In June it was the turn of Moro IV, usedonly as a test boat, while in December Moro V (ITA-25), the most competitive boat with which Gardini’s syndicate would take part in the Louis Vuitton Cup, touched the water. “We lived in an atmosphere of constant espionage in San Diego: helicopters would ply the skies to photograph opponents’ boats from above. I was also a darkroom attendant because I dabbled in photography, spending nights developing photos of Carlo Borlenghi, who was hired as a “spy” as well as a photographer,” Procopio recalls. And as Il Moro conquered the Round Robins (the elimination stages of the regatta), it became clear that espionage was needed.
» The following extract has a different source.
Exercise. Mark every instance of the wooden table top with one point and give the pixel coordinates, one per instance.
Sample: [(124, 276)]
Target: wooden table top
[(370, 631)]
Especially in the Louis Vuitton final against Rod Davis and Michael Fay’s Team New Zealand: Il Moro was down 3-1 but thanks to Borlenghi’s photos it was possible to prove that the New Zealanders were using the bowsprit as the gennaker tack point, a solution not allowed by the rules.

America3 by Bill Koch

Their fourth point was nullified, the Kiwis took the blow and Gardini’s boys won the Louis Vuitton by winning 5-3. What went on from May 9 to 16, 1992, is probably the best known part of the story. On the one hand, Il Moro di Venezia V, which had reawakened the appetite for Italian sailing at home, thanks in part to Telemontecarlo’s live broadcasts and Cino Ricci’s commentaries. On the other, billionaire Bill Koch and Buddy Melges, aboard that white shark called America3. A nastier boat than the Moro, but faster: “We arrived in the final loaded with hope,” recalls Dudi Coletti, trimmer at the time, “but we saw from the start that there would be no history: they had more pace, the boat with light air was better performing, also because the rules allowed them to change the appendages depending on the wind they would encounter. Even when we won the one race, the momentary 1-1, we did it by nudging, by only 3 seconds, thanks to Cayard’s intuition to drop the spi and let it fall forward at the finish.”

4 to 1. Gardini had lost, but he managed, as a great communicator, to turn defeat into victory. Back in Italy, he organized a party in Ravenna, then in Venice, where the crew, aboard Gardini’s Maxis, was hailed by the entire city. The myth of the Moor of Venice had been born. It still survives today.